Using blood samples taken from 500 6- to 8-year-old Nepalese children, the researchers first analyzed the levels of vitamins and minerals according to conventional methods, and then they used a method called mass spectrometry to identify and quantify proteins levels in the same samples. They focused on five nutrients (vitamins A, D and E, and copper and selenium) and five proteins that were already known to be closely related to them. However, instead of performing a separate test for each nutrient’s protein, they analyzed all five proteins, plus many others in the samples, in a single experiment.
"Mass spectrometry allows us to measure the quantities of 500 to 1,000 proteins in the blood at one time," says Robert Cole, PhD, director of the Mass Spectrometry and Proteomics Facility. "Not only that, we can mark all of the proteins from a single sample with a chemical tag that identifies them in the resulting data,” he adds, and “because there are eight different tags available, we could tag eight different samples and then mix them together and analyze the eight samples at the same time, directly comparing the samples and saving a lot of time."
At the heart of their experiment, says West, lies the assumption that there are proteins in the bloodstream whose quantities reliably change with the levels of certain nutrients. For example, retinol binding protein (RBP) binds to vitamin A and carries it through the bloodstream to every part of the body, so the researchers theorized that levels of RBP in the children’s blood would be a good proxy for their vitamin A levels. To test this assumption, they compared their mass spectrometry results with those of conventional
methods for measuring nutrient levels, and found that, for each nutrient, there were often not just one but several proteins whose levels were significantly correlated with the nutrient levels obtained by conventional means.

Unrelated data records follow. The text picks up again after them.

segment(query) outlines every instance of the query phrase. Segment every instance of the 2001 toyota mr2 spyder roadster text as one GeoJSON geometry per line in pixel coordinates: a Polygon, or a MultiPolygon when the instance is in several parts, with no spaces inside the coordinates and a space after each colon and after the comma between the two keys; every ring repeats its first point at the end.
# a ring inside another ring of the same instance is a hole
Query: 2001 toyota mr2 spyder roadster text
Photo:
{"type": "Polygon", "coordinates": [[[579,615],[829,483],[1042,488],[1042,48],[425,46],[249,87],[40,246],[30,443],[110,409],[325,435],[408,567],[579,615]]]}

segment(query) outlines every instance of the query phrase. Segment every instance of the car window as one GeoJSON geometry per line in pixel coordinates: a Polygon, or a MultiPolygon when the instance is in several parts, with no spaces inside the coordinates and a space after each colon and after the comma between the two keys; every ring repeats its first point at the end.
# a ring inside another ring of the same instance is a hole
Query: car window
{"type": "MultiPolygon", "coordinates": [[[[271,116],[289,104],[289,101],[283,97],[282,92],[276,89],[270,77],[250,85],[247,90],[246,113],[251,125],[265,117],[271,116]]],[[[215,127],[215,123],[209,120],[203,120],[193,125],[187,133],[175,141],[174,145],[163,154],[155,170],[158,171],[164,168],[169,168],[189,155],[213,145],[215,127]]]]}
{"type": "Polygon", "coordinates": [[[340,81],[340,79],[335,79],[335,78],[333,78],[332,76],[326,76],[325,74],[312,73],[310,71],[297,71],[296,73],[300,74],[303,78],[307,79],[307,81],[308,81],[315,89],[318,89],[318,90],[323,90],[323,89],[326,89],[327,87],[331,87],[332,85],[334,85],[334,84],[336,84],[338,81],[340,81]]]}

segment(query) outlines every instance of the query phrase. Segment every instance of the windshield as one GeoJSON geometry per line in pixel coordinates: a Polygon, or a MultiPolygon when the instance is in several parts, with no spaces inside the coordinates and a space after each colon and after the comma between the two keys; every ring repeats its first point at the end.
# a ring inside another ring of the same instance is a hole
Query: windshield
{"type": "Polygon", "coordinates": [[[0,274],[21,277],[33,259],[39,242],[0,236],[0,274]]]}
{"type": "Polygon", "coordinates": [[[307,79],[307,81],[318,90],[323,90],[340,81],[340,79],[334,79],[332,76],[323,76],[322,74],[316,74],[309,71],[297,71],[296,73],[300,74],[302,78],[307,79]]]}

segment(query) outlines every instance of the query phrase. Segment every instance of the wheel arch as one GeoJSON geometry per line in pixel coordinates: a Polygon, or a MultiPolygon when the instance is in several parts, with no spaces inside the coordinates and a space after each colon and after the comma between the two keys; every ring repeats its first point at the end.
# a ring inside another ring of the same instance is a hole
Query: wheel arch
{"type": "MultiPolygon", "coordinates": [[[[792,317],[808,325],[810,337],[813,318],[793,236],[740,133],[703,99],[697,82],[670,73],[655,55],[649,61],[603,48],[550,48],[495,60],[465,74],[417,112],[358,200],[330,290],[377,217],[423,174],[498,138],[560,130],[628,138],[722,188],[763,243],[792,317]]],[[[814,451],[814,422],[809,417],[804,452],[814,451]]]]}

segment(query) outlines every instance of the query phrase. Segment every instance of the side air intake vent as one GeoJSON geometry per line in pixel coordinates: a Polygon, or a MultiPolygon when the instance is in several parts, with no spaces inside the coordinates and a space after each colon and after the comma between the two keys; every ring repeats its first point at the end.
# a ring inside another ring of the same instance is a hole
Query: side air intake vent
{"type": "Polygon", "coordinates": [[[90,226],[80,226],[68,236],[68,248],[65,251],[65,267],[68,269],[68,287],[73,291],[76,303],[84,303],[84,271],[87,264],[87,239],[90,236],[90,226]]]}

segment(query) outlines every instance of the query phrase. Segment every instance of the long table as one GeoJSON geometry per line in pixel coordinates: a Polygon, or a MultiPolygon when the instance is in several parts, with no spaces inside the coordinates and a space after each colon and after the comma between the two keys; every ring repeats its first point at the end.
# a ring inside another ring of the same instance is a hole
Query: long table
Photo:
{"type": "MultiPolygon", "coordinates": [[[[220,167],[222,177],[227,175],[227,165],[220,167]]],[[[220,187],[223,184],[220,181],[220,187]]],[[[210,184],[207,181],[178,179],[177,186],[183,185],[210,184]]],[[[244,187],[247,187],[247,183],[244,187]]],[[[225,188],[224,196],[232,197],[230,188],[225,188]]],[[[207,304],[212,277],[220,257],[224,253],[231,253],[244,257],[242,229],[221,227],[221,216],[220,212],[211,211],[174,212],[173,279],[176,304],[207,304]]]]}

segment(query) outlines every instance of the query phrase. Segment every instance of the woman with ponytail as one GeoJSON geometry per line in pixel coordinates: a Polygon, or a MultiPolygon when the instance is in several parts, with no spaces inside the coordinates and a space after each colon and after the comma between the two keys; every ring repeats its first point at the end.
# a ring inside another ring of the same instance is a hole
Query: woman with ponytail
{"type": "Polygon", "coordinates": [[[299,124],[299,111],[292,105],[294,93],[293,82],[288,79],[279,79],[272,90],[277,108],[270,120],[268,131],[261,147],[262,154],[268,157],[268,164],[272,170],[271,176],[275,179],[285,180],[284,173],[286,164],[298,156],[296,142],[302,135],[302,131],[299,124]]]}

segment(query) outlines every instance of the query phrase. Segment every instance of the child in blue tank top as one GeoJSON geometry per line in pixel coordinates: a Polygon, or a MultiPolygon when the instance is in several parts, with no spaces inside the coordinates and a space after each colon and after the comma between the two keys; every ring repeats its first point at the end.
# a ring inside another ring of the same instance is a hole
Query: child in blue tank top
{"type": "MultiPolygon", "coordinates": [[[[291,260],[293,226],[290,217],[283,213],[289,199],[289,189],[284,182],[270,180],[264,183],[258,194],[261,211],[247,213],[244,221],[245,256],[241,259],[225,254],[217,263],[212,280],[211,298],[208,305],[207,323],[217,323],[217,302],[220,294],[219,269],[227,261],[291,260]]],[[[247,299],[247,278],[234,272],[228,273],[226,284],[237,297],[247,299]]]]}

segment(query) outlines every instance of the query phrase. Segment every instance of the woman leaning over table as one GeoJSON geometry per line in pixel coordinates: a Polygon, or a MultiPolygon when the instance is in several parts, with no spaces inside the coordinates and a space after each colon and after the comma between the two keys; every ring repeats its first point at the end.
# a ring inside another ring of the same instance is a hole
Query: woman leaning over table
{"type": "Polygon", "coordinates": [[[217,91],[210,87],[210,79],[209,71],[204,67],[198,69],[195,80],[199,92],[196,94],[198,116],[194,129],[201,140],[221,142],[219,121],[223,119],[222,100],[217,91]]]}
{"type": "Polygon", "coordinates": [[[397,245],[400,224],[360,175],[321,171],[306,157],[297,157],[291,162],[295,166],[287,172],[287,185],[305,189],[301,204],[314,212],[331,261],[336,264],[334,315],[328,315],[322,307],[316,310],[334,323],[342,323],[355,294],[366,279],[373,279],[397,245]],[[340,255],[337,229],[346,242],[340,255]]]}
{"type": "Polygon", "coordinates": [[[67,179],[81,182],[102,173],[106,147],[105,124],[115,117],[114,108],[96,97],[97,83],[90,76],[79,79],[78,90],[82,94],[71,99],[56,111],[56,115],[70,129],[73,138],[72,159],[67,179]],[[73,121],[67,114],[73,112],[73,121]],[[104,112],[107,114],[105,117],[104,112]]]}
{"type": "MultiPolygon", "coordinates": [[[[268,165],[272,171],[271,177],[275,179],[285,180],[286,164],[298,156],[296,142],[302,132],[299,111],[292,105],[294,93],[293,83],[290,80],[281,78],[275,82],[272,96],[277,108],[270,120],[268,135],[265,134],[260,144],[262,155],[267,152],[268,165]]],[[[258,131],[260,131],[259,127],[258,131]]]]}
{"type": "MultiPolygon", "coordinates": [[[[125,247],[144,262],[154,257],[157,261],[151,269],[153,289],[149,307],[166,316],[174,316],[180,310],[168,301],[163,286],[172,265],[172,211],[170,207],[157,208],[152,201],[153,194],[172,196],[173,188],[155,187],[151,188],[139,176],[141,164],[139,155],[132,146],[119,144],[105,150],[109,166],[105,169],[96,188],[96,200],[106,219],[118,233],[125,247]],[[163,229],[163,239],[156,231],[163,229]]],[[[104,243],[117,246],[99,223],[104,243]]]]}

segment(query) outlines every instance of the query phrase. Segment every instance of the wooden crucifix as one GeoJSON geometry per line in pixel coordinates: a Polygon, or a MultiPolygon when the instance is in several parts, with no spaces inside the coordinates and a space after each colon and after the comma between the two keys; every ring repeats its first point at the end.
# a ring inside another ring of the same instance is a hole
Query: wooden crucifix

According to West, there is reason to believe that other vitamins and minerals will also have good proxy proteins. Their goal is to create a simple, portable test kit that would measure many proxy proteins from a single sample in a single test for under $100 per sample. “That would allow us to determine the level of nutrient deficiencies in a whole population within a few months,” says West. “Then we could implement a remedy, like fortifying foods with particular nutrients something tailored to the needs and habits of the particular population and then follow up with more tests later to make sure the remedy is working.”
The lure of easily and cheaply monitoring many nutrient-related proteins at once also opens the possibility that the new method could be used to monitor nutritional changes in a population over time. The team expects this technique could also be used to measure natural changes, like hormone levels, in healthy subjects and to track changes in protein levels that occur due to the progression of difficult-to-define diseases like Alzheimer’s.
Other authors of the report include Tatiana Boronina, Lauren DeVine and Robert O’Meally of the Johns Hopkins University School of Medicine, and Ingo Ruczinski, Kerry Schulze, Parul Christian, Shelley Herbrich, Lee Wu, James Yager and John Groopman of the Johns Hopkins Bloomberg School of Public Health.
This work was supported by grants from the Bill and Melinda Gates Foundation (GH 5241, GH 614), the Sight and Life Research Institute and the U.S. Agency for International Development.
This year, the Bloomberg School is celebrating the 100th anniversary of the discovery of vitamin A by E. V. McCollum. A celebration is planned for December 3.